A lot of other variables were also discussed. All of this only reinforced my conviction a bit more that climate change is real and threatening, but that it comes with a lot of tremendously complex variables and sleights of hand that often seem to disguise what it is doing.
There is real concern that sugar maples could disappear from New England altogether during this century. They might still survive in parts of Canada, but New England would lose one of the major natural treasures that make this area so unique.

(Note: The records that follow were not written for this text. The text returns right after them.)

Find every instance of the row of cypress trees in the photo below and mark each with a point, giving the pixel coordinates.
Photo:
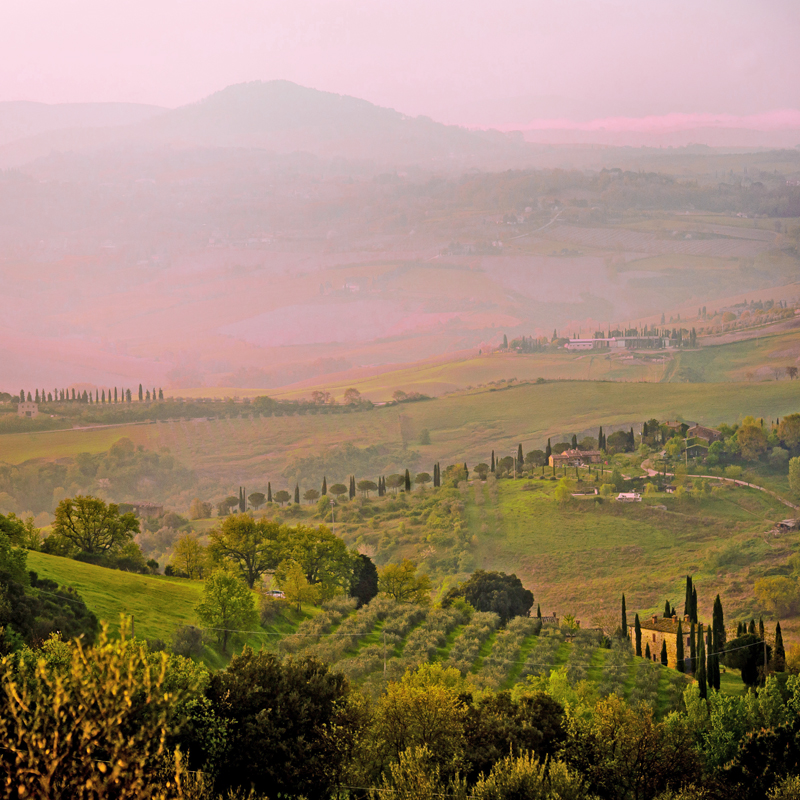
(99, 396)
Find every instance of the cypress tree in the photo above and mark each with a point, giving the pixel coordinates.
(718, 624)
(681, 666)
(624, 618)
(701, 664)
(780, 652)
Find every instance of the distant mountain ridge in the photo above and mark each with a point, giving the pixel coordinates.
(283, 117)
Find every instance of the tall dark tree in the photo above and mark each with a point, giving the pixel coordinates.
(637, 632)
(624, 618)
(780, 651)
(718, 624)
(494, 591)
(700, 674)
(364, 583)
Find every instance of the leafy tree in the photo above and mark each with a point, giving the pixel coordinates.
(365, 487)
(68, 734)
(324, 557)
(402, 584)
(789, 431)
(227, 606)
(189, 556)
(92, 526)
(310, 495)
(364, 582)
(282, 729)
(496, 592)
(752, 440)
(250, 547)
(352, 397)
(199, 509)
(794, 476)
(294, 583)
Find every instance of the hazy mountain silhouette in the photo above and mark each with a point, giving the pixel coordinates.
(283, 117)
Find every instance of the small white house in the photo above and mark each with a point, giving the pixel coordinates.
(28, 410)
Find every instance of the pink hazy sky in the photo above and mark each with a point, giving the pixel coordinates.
(461, 61)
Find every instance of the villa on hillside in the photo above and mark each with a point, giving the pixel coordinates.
(28, 410)
(656, 630)
(708, 435)
(576, 458)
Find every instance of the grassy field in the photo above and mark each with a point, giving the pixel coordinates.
(156, 605)
(354, 641)
(463, 426)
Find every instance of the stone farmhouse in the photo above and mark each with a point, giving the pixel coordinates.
(576, 458)
(28, 410)
(656, 630)
(708, 435)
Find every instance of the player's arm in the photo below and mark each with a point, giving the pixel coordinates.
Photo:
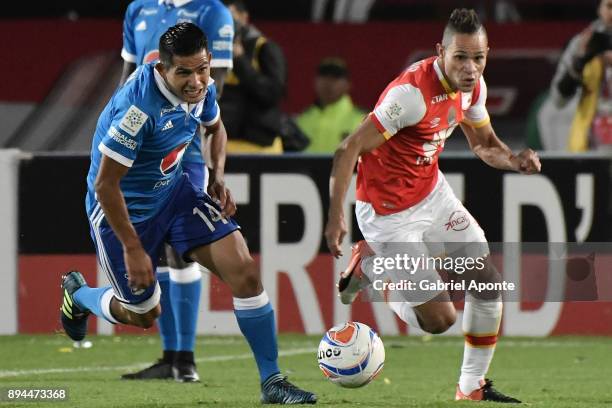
(110, 197)
(366, 138)
(489, 148)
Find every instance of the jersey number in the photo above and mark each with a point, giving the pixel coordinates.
(213, 216)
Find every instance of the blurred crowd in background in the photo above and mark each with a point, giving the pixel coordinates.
(539, 95)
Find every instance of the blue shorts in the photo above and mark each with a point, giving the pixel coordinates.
(189, 220)
(198, 174)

Julia, Here’s an interesting weather related tree observation. It explains why the there’s a ring around the base of a tree after a period of snow. From Meteorologist David Epstein (Boston.com):
“if you look around trees and shrubs [with recent cold, snowy days], you will start to see rings of melting occurring. This is because the darker color of the plants is absorbing the ultra violet rays of the sun and then pushing out some heat which in turn melts the snow. If we get enough solar radiation and the temperatures warms over the freezing mark you can get rings of melting straight to the ground while there is still over a foot of snow a few inches back from the bark of a tree.”